Gamma-ray bursts are the brightest explosions in the universe which are caused by massive start collapsing. A study conducted by the University of Warwick found out that the stars need to be in binary positions to create a Gamma Ray explosion. They studied thousands of binary star models and found out that the tidal effect from the neighboring or companion star is required for the collapsing start to keep spinning and produce a jet of high energy materials.
These new findings solve the mystery of how these stars spin fast to launch high energy photons or particles. The reason for this is the tidal effects between two stars just like the ones occurring between earth and moon. The Gamma-ray burst which is observed in the study occurs when a large star, ten times the size of our sun, collapses into a black hole or a neutron star and releases a jet of high energy materials into space.
It was found that, instead of collapsing inwards, the star flattens to a disc shape to conserve the angular momentum which later launches in the form of high-velocity particles along the polar axis.
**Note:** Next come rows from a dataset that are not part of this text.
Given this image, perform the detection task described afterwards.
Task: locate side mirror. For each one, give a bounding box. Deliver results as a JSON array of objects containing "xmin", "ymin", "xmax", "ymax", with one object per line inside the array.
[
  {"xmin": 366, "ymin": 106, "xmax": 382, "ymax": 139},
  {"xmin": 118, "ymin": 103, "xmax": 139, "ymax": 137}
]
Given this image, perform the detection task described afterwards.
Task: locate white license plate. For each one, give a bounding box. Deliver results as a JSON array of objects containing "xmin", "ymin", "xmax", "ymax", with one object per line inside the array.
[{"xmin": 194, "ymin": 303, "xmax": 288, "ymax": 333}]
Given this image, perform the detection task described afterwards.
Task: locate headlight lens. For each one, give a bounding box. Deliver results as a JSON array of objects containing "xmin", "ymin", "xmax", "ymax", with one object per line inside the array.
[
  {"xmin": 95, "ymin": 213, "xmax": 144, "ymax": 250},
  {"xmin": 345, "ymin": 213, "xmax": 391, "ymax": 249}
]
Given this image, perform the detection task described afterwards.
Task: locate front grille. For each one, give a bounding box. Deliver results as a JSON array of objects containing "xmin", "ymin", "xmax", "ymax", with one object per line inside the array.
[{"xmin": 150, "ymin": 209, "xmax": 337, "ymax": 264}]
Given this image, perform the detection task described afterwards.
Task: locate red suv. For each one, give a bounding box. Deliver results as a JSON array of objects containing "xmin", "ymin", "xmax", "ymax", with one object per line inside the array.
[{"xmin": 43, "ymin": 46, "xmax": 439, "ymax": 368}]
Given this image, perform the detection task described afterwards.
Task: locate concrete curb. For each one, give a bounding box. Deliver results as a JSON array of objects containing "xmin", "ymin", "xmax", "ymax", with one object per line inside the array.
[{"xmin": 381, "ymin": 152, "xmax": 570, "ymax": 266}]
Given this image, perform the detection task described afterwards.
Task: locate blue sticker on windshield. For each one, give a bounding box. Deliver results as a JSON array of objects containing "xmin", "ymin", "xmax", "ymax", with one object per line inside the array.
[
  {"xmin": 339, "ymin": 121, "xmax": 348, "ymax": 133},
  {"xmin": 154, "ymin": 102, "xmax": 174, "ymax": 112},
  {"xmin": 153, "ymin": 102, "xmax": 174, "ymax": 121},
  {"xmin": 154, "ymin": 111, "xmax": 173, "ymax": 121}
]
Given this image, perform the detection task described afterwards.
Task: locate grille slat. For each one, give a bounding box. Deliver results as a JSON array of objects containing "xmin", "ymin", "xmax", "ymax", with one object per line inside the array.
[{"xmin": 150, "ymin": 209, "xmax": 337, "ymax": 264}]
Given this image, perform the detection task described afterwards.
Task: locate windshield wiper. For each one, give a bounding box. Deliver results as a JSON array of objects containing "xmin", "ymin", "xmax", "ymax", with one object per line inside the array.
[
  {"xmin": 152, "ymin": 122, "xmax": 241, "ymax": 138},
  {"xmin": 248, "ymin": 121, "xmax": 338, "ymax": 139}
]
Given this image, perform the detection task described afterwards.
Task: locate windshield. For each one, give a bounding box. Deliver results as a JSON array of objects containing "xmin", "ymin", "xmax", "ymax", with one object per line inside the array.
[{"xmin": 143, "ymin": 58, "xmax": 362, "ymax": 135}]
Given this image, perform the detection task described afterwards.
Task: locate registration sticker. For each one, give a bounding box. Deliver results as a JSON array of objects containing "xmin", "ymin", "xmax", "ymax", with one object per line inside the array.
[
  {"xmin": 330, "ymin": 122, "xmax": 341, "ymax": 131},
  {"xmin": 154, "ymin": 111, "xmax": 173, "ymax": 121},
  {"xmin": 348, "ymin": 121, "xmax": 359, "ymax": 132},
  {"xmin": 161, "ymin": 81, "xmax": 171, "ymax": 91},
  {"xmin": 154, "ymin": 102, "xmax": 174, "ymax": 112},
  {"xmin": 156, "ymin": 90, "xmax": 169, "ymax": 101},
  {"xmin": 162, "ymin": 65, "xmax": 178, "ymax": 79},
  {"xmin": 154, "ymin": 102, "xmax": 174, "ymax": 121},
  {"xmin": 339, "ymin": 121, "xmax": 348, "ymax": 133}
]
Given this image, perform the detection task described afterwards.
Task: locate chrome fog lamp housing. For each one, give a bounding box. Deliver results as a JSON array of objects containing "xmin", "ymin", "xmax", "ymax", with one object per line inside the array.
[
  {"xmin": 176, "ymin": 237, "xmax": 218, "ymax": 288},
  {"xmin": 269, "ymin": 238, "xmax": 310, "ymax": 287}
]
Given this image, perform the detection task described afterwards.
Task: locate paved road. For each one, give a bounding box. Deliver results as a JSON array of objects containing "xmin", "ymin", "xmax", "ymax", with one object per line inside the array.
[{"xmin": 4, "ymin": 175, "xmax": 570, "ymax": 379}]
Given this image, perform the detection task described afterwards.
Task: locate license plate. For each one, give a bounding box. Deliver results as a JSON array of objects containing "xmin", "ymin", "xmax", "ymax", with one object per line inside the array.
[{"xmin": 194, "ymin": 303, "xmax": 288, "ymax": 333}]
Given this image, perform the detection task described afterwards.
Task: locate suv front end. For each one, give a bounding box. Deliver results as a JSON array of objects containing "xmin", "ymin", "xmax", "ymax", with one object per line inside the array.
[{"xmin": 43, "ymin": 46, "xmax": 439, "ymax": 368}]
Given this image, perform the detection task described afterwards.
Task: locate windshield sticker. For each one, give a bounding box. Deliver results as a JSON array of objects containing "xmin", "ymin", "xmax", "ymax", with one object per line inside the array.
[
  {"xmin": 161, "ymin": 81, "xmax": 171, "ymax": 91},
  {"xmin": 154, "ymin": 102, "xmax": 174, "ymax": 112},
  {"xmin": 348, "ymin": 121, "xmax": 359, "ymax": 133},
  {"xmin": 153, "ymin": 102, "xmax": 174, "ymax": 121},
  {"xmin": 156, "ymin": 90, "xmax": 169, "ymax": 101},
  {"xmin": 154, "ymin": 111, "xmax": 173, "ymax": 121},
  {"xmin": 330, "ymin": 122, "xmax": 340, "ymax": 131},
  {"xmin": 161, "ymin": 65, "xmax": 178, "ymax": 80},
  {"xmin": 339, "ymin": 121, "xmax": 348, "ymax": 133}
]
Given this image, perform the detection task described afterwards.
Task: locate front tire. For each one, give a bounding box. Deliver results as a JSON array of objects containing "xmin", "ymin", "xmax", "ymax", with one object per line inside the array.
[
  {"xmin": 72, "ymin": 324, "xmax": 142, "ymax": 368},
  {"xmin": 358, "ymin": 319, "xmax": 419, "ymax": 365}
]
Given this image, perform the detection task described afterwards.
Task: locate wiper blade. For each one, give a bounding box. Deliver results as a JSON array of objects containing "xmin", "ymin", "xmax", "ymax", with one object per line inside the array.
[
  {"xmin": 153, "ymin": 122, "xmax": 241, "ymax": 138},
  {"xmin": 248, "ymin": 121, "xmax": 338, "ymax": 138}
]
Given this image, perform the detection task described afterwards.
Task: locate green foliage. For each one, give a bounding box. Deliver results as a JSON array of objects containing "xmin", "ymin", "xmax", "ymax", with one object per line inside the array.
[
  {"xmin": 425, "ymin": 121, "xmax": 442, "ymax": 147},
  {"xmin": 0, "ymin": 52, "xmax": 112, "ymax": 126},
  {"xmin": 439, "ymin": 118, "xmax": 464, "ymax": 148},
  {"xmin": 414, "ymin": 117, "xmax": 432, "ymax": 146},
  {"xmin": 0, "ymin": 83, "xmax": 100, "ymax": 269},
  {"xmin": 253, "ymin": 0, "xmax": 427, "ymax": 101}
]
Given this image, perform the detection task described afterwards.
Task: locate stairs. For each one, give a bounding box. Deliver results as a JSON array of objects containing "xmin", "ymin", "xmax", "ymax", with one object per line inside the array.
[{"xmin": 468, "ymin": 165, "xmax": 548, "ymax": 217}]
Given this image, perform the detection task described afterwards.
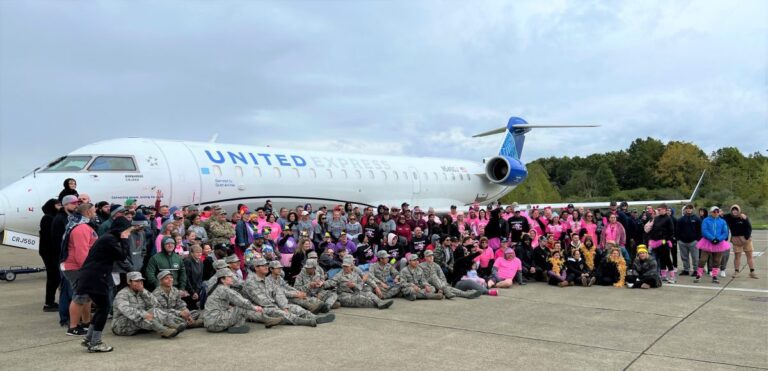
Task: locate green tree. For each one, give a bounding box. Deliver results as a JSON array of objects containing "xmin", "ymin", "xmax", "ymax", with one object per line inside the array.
[
  {"xmin": 622, "ymin": 137, "xmax": 665, "ymax": 189},
  {"xmin": 595, "ymin": 163, "xmax": 619, "ymax": 197},
  {"xmin": 500, "ymin": 162, "xmax": 561, "ymax": 204},
  {"xmin": 655, "ymin": 141, "xmax": 708, "ymax": 194},
  {"xmin": 562, "ymin": 170, "xmax": 596, "ymax": 198}
]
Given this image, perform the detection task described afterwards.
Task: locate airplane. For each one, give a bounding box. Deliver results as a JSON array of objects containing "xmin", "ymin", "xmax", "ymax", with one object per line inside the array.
[{"xmin": 0, "ymin": 116, "xmax": 688, "ymax": 251}]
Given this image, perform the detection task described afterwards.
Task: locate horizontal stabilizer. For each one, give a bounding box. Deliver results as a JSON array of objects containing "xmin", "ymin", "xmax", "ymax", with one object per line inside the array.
[{"xmin": 473, "ymin": 124, "xmax": 599, "ymax": 138}]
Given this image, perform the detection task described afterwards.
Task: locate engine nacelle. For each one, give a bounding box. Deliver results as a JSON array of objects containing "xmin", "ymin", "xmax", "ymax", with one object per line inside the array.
[{"xmin": 484, "ymin": 156, "xmax": 528, "ymax": 186}]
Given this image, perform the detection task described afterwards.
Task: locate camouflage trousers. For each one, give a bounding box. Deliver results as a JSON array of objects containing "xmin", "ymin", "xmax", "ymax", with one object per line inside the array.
[
  {"xmin": 439, "ymin": 285, "xmax": 477, "ymax": 299},
  {"xmin": 111, "ymin": 308, "xmax": 183, "ymax": 336},
  {"xmin": 204, "ymin": 307, "xmax": 265, "ymax": 332},
  {"xmin": 289, "ymin": 297, "xmax": 325, "ymax": 311},
  {"xmin": 312, "ymin": 290, "xmax": 339, "ymax": 307},
  {"xmin": 377, "ymin": 284, "xmax": 402, "ymax": 299},
  {"xmin": 338, "ymin": 291, "xmax": 382, "ymax": 308},
  {"xmin": 400, "ymin": 285, "xmax": 435, "ymax": 300},
  {"xmin": 262, "ymin": 304, "xmax": 314, "ymax": 325}
]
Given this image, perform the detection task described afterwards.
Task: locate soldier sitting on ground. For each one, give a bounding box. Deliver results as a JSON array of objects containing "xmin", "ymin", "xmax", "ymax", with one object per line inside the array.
[
  {"xmin": 400, "ymin": 254, "xmax": 444, "ymax": 301},
  {"xmin": 111, "ymin": 272, "xmax": 186, "ymax": 339},
  {"xmin": 266, "ymin": 260, "xmax": 328, "ymax": 313},
  {"xmin": 420, "ymin": 250, "xmax": 481, "ymax": 299},
  {"xmin": 293, "ymin": 259, "xmax": 340, "ymax": 310},
  {"xmin": 368, "ymin": 250, "xmax": 402, "ymax": 299},
  {"xmin": 152, "ymin": 270, "xmax": 203, "ymax": 328},
  {"xmin": 331, "ymin": 256, "xmax": 394, "ymax": 309},
  {"xmin": 203, "ymin": 269, "xmax": 282, "ymax": 334}
]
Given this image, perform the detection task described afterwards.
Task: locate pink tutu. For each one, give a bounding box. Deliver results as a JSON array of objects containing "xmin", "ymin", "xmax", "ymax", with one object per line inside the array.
[
  {"xmin": 696, "ymin": 239, "xmax": 731, "ymax": 253},
  {"xmin": 648, "ymin": 240, "xmax": 671, "ymax": 249},
  {"xmin": 488, "ymin": 237, "xmax": 500, "ymax": 251}
]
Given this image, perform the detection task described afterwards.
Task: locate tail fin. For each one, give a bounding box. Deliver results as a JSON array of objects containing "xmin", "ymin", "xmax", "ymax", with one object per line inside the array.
[{"xmin": 473, "ymin": 116, "xmax": 599, "ymax": 160}]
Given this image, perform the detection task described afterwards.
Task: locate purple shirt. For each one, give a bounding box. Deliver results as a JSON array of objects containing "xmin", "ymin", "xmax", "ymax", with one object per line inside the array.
[{"xmin": 334, "ymin": 240, "xmax": 357, "ymax": 255}]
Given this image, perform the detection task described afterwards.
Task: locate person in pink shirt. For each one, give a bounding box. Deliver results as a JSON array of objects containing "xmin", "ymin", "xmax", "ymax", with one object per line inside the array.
[
  {"xmin": 467, "ymin": 210, "xmax": 480, "ymax": 236},
  {"xmin": 477, "ymin": 209, "xmax": 489, "ymax": 233},
  {"xmin": 600, "ymin": 214, "xmax": 627, "ymax": 249},
  {"xmin": 546, "ymin": 214, "xmax": 566, "ymax": 241},
  {"xmin": 527, "ymin": 209, "xmax": 545, "ymax": 236},
  {"xmin": 454, "ymin": 212, "xmax": 471, "ymax": 238},
  {"xmin": 580, "ymin": 212, "xmax": 599, "ymax": 245},
  {"xmin": 487, "ymin": 247, "xmax": 522, "ymax": 288},
  {"xmin": 474, "ymin": 237, "xmax": 495, "ymax": 278},
  {"xmin": 61, "ymin": 203, "xmax": 98, "ymax": 336},
  {"xmin": 260, "ymin": 213, "xmax": 282, "ymax": 241}
]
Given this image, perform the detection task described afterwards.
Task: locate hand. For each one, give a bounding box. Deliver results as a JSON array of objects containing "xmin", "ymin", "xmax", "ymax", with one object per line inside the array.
[
  {"xmin": 156, "ymin": 190, "xmax": 164, "ymax": 199},
  {"xmin": 284, "ymin": 308, "xmax": 290, "ymax": 314},
  {"xmin": 120, "ymin": 228, "xmax": 133, "ymax": 239},
  {"xmin": 425, "ymin": 286, "xmax": 433, "ymax": 293},
  {"xmin": 412, "ymin": 286, "xmax": 420, "ymax": 293},
  {"xmin": 253, "ymin": 306, "xmax": 263, "ymax": 313},
  {"xmin": 346, "ymin": 281, "xmax": 356, "ymax": 288},
  {"xmin": 380, "ymin": 283, "xmax": 389, "ymax": 289},
  {"xmin": 145, "ymin": 312, "xmax": 154, "ymax": 321},
  {"xmin": 374, "ymin": 287, "xmax": 383, "ymax": 298},
  {"xmin": 362, "ymin": 274, "xmax": 369, "ymax": 282},
  {"xmin": 296, "ymin": 292, "xmax": 307, "ymax": 300},
  {"xmin": 181, "ymin": 310, "xmax": 191, "ymax": 320},
  {"xmin": 180, "ymin": 290, "xmax": 189, "ymax": 298}
]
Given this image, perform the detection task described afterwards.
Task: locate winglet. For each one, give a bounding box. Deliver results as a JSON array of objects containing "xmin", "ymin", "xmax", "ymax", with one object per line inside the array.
[{"xmin": 687, "ymin": 170, "xmax": 706, "ymax": 203}]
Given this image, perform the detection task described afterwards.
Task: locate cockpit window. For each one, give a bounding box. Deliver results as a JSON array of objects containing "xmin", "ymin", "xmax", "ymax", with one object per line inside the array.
[
  {"xmin": 42, "ymin": 156, "xmax": 92, "ymax": 172},
  {"xmin": 88, "ymin": 156, "xmax": 137, "ymax": 171}
]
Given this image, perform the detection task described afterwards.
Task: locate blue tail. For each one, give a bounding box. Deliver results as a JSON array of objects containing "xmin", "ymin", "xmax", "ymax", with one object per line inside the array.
[{"xmin": 498, "ymin": 117, "xmax": 530, "ymax": 160}]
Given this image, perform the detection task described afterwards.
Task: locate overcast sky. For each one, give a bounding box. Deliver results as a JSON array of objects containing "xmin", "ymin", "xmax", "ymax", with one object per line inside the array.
[{"xmin": 1, "ymin": 0, "xmax": 766, "ymax": 187}]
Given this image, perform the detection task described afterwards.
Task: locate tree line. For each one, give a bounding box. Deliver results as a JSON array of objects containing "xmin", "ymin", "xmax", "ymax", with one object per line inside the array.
[{"xmin": 501, "ymin": 138, "xmax": 768, "ymax": 224}]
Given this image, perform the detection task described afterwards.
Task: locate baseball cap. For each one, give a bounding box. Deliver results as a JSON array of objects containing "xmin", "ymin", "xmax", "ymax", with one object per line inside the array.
[
  {"xmin": 110, "ymin": 205, "xmax": 126, "ymax": 217},
  {"xmin": 710, "ymin": 206, "xmax": 721, "ymax": 212},
  {"xmin": 376, "ymin": 250, "xmax": 390, "ymax": 259},
  {"xmin": 215, "ymin": 269, "xmax": 234, "ymax": 279},
  {"xmin": 224, "ymin": 255, "xmax": 240, "ymax": 264},
  {"xmin": 213, "ymin": 260, "xmax": 228, "ymax": 270},
  {"xmin": 269, "ymin": 260, "xmax": 283, "ymax": 269},
  {"xmin": 156, "ymin": 270, "xmax": 172, "ymax": 280},
  {"xmin": 424, "ymin": 250, "xmax": 434, "ymax": 257},
  {"xmin": 162, "ymin": 237, "xmax": 176, "ymax": 246},
  {"xmin": 127, "ymin": 271, "xmax": 144, "ymax": 281},
  {"xmin": 62, "ymin": 195, "xmax": 80, "ymax": 205},
  {"xmin": 342, "ymin": 256, "xmax": 354, "ymax": 266},
  {"xmin": 125, "ymin": 198, "xmax": 137, "ymax": 206},
  {"xmin": 307, "ymin": 251, "xmax": 318, "ymax": 259},
  {"xmin": 252, "ymin": 258, "xmax": 268, "ymax": 267},
  {"xmin": 407, "ymin": 254, "xmax": 419, "ymax": 261},
  {"xmin": 304, "ymin": 260, "xmax": 317, "ymax": 269}
]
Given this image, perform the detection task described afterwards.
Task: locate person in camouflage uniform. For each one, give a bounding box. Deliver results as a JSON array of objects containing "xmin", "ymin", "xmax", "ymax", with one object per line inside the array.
[
  {"xmin": 205, "ymin": 256, "xmax": 244, "ymax": 295},
  {"xmin": 112, "ymin": 272, "xmax": 186, "ymax": 338},
  {"xmin": 433, "ymin": 236, "xmax": 455, "ymax": 278},
  {"xmin": 207, "ymin": 211, "xmax": 235, "ymax": 247},
  {"xmin": 203, "ymin": 269, "xmax": 281, "ymax": 334},
  {"xmin": 400, "ymin": 254, "xmax": 444, "ymax": 301},
  {"xmin": 152, "ymin": 270, "xmax": 203, "ymax": 328},
  {"xmin": 420, "ymin": 251, "xmax": 481, "ymax": 299},
  {"xmin": 330, "ymin": 256, "xmax": 394, "ymax": 309},
  {"xmin": 368, "ymin": 250, "xmax": 402, "ymax": 299},
  {"xmin": 293, "ymin": 259, "xmax": 340, "ymax": 309},
  {"xmin": 243, "ymin": 259, "xmax": 335, "ymax": 327},
  {"xmin": 265, "ymin": 260, "xmax": 327, "ymax": 313}
]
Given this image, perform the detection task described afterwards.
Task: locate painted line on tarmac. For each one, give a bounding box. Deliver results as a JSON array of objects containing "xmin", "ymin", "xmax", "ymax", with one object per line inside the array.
[{"xmin": 665, "ymin": 283, "xmax": 768, "ymax": 294}]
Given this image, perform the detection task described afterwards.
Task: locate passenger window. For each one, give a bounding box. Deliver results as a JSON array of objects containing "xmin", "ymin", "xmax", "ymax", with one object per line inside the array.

But to create this magnitude of angular momentum, the start needs to spin at high speed which is not likely, because stars lose any spin acquired by them very easily. The solution for this mystery was obtained when the scientists modeled the behavior of stars while they collapse. It was found that the effects of tides from a closer star could be responsible for this phenomenon.
The Gamma-Ray Bursts or GRB is a highly luminous phenomenon and it is visible from the earth when the photons are fired in this direction. We see around 20% of the total GRBs occurring around us.
In the words of Ashley, the first author of this research paper, “ We’re predicting what kind of stars or systems produce gamma-ray bursts, which are the biggest explosions in the universe. Until now it’s been unclear what kind of stars or binary systems you need to produce that result. The question has been how a star starts spinning or maintains its spin over time. We found that the effect of a star’s tides on its partner is stopping them from slowing down and, in some cases, it is spinning them up”.
He also added that “ they are stealing rotational energy from their companion, a consequence of which is that they then drift further away. What we have determined is that the majority of stars are spinning fast precisely because they’re in a binary system”.
Various binary stellar evolution models were used for this study. These were developed by the researchers of the University of Warwick and Dr. JJ Eldridge, University of Auckland. They use the system of Binary Population synthesis to study this mechanism in a population of thousand stars.
The scientists also studied the composition of these stellar bodies to learn more about their GRB and found that the pathway requires very little concentration of Iron or any other heavy metals.
Ashley also explained further that “ This model allows us to predict what these systems should look like observationally in terms of their temperature and luminosity, and what the properties of the companion are likely to be. We are now interested in applying this analysis to explore different astrophysical transients, such as fast radio bursts, and can potentially model rarer events such as black holes spiraling into stars”.